Küçük yaşta kızlar ve görücü usulü evliliklerin yanı sıra nişanlıların görüşmesi, sevginin büyütülmesi de var.
Düğünler içkili oluyor, etli yemekler düğün sofralarının vazgeçilmezi. İçki içenlere sazlar çalıyor, dışarıda oyun oynayanlara da davul ve zurna durmadan çalıyor, düğünlere çevre köylerden ve uzaklardan gelenler de oluyor. Yatıya kalan misafirler evlere taksim ediliyor, düğün kahyası her şeyi organize ediyor ve sözü geçenler kahya yapılıyor.

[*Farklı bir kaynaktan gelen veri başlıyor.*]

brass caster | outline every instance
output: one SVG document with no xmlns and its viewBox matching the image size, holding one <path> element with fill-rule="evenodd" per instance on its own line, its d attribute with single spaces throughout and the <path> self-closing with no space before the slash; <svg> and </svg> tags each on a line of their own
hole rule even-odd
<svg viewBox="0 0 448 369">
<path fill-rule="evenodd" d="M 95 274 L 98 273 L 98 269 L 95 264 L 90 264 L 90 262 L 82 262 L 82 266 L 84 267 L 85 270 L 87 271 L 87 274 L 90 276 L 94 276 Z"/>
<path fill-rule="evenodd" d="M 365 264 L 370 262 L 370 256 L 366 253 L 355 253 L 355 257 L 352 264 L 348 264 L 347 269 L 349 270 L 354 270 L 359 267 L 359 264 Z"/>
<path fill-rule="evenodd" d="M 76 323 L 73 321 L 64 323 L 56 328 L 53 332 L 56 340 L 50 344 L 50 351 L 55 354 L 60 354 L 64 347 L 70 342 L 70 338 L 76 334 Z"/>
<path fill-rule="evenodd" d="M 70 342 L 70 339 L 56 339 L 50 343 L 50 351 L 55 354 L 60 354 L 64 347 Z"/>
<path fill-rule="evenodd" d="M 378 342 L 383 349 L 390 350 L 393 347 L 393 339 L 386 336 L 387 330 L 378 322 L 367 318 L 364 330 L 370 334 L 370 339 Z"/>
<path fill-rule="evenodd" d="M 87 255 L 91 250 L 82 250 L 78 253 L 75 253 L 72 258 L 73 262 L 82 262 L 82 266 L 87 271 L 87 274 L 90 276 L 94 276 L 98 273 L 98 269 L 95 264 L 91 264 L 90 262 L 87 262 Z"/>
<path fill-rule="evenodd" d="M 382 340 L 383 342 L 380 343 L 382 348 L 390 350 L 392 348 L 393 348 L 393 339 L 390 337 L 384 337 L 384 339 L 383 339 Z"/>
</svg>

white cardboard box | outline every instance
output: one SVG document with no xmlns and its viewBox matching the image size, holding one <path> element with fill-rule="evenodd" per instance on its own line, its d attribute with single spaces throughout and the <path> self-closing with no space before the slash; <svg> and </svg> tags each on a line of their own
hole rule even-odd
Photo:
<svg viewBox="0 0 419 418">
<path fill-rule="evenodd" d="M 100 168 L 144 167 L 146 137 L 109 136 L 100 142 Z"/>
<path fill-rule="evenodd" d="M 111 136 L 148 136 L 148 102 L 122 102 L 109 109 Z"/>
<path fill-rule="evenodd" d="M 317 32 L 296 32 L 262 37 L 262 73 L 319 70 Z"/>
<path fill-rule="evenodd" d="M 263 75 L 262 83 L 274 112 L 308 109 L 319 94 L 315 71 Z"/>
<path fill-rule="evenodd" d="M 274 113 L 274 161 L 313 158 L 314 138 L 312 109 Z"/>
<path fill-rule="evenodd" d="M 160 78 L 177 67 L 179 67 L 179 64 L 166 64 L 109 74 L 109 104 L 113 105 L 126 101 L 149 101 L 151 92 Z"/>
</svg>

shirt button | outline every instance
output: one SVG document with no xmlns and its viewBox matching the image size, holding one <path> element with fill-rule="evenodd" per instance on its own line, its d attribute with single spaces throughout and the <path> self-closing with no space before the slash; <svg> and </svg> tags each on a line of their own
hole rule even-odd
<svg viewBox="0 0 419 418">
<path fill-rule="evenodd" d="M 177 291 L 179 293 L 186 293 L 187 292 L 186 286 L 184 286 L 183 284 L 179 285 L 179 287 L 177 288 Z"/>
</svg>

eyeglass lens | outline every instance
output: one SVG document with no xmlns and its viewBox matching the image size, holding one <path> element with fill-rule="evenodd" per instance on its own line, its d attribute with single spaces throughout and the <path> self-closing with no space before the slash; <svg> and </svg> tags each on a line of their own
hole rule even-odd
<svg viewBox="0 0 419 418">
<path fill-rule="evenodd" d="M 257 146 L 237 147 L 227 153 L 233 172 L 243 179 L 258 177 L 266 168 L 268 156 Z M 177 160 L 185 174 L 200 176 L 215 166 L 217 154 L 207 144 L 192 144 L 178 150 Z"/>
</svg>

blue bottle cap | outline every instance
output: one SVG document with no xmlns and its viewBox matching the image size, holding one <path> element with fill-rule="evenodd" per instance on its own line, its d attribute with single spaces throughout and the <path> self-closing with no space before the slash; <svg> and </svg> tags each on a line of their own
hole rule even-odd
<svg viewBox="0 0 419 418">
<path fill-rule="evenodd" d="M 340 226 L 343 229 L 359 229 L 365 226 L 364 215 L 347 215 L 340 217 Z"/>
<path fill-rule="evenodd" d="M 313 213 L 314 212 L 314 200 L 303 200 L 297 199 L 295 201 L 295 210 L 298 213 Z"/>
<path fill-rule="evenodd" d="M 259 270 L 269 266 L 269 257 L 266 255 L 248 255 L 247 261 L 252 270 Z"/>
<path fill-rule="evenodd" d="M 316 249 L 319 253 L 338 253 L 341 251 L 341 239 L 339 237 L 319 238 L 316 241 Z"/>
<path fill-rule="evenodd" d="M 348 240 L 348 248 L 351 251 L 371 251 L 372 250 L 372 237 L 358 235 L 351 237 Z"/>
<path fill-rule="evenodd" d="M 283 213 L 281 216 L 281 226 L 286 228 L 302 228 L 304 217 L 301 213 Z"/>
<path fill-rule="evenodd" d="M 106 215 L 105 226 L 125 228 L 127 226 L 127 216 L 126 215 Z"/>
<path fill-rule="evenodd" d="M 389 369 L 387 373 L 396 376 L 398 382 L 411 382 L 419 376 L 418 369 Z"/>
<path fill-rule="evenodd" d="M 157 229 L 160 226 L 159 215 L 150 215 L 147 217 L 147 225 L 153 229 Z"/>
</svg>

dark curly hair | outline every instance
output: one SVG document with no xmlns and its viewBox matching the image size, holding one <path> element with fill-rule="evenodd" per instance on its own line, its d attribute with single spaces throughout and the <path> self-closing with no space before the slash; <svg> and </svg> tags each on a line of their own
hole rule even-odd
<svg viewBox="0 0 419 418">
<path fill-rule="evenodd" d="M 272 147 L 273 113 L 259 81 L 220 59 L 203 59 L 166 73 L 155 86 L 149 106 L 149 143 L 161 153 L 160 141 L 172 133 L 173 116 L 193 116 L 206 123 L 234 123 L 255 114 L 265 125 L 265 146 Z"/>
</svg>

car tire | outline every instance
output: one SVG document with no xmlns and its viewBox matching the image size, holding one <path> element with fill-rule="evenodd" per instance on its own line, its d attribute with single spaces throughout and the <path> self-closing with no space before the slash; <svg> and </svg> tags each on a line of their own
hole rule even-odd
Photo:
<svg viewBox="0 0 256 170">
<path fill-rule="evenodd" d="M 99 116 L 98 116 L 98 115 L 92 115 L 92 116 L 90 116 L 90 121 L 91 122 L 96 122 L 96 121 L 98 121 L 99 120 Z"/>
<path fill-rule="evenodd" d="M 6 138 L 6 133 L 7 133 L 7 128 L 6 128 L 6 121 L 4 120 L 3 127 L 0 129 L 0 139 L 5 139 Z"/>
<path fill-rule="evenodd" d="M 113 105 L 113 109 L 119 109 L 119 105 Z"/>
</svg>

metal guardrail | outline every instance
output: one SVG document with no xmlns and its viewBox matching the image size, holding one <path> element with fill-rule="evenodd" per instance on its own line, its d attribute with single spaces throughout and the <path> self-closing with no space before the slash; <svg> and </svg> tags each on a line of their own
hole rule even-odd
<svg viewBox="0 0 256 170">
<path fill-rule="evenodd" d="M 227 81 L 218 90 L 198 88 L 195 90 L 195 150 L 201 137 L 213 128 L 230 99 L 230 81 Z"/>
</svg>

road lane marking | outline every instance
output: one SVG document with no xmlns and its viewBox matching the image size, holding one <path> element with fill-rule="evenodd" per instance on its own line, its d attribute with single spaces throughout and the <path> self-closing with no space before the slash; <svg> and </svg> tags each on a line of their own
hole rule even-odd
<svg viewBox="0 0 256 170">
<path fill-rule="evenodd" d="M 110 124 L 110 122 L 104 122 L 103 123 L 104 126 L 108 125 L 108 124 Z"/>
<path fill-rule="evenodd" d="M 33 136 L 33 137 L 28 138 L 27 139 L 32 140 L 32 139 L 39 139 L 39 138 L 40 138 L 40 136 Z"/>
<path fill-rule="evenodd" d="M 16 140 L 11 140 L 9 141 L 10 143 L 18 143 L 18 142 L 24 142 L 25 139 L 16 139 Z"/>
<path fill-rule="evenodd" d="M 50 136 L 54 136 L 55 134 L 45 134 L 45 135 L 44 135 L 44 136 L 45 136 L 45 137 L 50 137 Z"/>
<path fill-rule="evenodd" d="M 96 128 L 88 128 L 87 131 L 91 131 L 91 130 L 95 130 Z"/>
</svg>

Bunların saygınlığı var.
1948'deki bir görgü cemi etraflıca anlatılmış, Seyit Garip Musa Ocağına bağlı ve Yağabasan köyünde oturan Ali Dede, on iki ayda bir gelip köyü görgü sorgu cemine sokuyor. Düşkünler cezalandırılıyor, küsler barıştırılıyor. 27 müsahipli ve 54 çift ceme katılıyor lokma yiyen 130 kişi. Pengürt'te Hüseyin Kaya çok iyi saz çalıyor, zakir.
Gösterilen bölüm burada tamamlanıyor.